Ao questionar os alunos sobre as aulas de química, se essas os ajudavam a responder
tudo aquilo que eles não sabiam em seu cotidiano (terceira questão), 60,42 % responderam
que sim, sendo que 39,58 % responderam que não. Através destas respostas, verifica-se o
quanto os alunos ainda não vêem a química como uma ciência capaz de explicar fatos do
cotidiano.

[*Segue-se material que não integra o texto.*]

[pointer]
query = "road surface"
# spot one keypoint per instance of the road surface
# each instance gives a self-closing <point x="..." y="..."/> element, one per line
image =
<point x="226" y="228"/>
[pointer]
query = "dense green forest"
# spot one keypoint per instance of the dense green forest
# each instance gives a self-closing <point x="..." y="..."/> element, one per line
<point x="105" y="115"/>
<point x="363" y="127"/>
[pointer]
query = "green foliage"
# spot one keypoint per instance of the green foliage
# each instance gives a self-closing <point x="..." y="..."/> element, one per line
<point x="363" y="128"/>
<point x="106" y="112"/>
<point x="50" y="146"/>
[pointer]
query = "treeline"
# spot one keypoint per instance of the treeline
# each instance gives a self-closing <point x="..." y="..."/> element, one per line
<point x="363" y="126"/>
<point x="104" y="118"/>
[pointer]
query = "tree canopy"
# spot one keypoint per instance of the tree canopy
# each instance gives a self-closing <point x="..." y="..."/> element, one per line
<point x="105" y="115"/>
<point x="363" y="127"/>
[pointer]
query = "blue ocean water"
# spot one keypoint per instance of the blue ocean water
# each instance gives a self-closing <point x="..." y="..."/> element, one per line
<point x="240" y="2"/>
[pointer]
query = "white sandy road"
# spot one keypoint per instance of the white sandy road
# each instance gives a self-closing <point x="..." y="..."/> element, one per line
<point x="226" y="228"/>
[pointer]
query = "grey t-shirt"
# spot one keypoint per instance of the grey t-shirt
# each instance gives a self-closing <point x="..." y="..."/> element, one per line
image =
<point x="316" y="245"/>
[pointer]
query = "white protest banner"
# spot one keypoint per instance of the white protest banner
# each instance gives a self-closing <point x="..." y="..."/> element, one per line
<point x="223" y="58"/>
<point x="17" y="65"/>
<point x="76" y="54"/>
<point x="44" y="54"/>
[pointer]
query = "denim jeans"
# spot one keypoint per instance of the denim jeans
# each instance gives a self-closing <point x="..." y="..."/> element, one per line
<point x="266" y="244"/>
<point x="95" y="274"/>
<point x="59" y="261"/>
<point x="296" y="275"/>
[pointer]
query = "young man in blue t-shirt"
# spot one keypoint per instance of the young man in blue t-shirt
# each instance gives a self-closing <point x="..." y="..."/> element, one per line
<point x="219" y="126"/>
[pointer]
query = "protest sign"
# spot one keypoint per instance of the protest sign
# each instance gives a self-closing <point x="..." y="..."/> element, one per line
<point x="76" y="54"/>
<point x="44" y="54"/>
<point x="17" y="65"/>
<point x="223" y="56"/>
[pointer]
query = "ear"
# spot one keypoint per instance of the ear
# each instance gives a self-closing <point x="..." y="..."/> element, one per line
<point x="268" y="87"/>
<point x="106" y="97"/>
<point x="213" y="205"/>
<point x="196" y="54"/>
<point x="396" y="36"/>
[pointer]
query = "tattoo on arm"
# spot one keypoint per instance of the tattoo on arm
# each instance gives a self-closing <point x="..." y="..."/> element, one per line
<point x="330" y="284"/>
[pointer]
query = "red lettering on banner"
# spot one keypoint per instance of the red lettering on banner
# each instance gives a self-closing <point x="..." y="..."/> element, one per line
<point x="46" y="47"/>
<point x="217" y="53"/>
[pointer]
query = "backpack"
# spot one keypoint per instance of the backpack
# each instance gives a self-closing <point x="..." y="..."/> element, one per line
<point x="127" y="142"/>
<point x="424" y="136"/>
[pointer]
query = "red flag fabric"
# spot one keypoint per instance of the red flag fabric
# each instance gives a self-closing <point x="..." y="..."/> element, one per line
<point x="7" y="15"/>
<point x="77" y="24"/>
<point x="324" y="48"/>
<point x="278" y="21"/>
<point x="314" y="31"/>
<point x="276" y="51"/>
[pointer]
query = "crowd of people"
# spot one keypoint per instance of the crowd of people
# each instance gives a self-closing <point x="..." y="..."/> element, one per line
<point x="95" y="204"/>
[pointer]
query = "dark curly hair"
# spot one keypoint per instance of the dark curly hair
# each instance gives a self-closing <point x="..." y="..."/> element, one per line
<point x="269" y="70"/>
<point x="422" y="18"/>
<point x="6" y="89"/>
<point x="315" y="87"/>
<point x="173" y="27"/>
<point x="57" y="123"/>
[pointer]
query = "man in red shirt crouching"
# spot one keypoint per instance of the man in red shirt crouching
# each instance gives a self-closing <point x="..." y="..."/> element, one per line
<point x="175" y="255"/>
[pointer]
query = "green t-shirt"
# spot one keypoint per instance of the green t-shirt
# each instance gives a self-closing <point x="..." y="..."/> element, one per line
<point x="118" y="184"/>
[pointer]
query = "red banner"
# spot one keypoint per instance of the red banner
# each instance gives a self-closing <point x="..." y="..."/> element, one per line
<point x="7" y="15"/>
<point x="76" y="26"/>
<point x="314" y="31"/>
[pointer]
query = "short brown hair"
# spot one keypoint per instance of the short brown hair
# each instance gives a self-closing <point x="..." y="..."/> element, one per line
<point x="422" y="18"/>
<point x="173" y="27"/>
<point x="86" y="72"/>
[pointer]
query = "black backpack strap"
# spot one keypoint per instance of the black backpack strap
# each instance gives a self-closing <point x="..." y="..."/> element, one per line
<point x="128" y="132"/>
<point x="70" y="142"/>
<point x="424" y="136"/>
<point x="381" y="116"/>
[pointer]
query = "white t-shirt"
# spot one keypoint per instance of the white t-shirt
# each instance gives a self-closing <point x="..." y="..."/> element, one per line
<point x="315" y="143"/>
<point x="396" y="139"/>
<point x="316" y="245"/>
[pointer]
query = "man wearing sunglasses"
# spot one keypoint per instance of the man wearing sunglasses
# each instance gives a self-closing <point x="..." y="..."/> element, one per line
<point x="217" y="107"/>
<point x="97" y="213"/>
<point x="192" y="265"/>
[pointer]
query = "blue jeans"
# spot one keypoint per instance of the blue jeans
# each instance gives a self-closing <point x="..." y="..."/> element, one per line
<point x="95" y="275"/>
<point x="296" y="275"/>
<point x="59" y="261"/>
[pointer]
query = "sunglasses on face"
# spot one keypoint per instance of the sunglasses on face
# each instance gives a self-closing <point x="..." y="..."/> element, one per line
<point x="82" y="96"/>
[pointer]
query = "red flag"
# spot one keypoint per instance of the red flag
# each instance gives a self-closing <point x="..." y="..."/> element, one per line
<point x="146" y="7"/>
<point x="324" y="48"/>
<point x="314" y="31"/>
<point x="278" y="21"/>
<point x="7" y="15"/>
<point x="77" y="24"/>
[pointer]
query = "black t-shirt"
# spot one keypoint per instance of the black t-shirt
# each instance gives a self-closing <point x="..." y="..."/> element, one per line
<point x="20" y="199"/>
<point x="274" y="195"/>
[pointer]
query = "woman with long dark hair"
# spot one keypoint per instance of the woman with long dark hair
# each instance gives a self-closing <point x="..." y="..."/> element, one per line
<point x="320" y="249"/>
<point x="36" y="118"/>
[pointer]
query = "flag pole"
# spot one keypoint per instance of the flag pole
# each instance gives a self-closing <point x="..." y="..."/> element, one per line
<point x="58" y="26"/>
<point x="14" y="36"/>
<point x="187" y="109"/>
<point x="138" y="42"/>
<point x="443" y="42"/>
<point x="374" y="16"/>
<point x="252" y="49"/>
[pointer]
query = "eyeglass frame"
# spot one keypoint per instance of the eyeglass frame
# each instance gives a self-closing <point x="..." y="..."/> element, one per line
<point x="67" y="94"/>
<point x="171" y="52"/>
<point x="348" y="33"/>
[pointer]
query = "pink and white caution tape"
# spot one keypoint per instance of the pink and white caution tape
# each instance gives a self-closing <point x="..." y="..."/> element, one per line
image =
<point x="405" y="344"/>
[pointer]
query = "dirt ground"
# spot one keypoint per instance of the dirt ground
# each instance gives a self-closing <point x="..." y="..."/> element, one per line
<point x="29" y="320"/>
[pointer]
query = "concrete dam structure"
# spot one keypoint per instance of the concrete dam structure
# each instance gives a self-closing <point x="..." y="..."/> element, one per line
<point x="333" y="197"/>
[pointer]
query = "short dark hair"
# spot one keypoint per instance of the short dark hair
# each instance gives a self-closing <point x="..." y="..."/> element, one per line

Conforme Chassot (2004) a formação química é importante para a formação dos
cidadãos, e para isso não basta apenas que se tenha a transição do conhecimento químico,
mas sim que este deve ser discutido e refletido pelo indivíduo, e só quando ele tiver uma
posição crítica sobre este assunto é que será um cidadão formado, e se o estudante ainda
não consegue relacionar o conhecimento que foi oferecido com situações de seu cotidiano,
ele ainda não possui uma posição de cidadão perante a sociedade. Nesse contexto, Del
Pino (1993) explica como a química deve ser compreendida pelo aluno:

Uma química contextualizada e útil para o aluno [...] deve ser uma química do
cotidiano, que pode ser caracterizada como uma aplicação do conhecimento
químico estruturado na busca de explicações para a facilitação de leitura dos
fenômenos químicos presentes em diversas situações na vida diária (DEL
PINO, 1993, p. 47).

Em busca de desenvolver a abordagem problematizadora de forma consciente nas aulas


de química, a sexta questão propôs uma reflexão dos alunos sobre alguns itens que eles
consideravam mais importantes para que o professor melhorasse a suas aulas. Observou-
se que 68,75 % dos estudantes consideram que um dos fatores mais importantes para a
melhoria das aulas de química são as atividades criativas e participativas. Porém também
nota-se que diálogo com o professor também é mencionado pelos alunos na pergunta 4,
é um fator importante para melhoria das aulas, acompanhado pela disciplina em sala, que
segundo falas dos próprios alunos esta relacionado ao fato da postura do professor em
sala. (Figura 3).

Figura 3. Respostas dos alunos quando perguntados quais dos itens que eles consideram mais importante para que o
professor melhore suas aulas.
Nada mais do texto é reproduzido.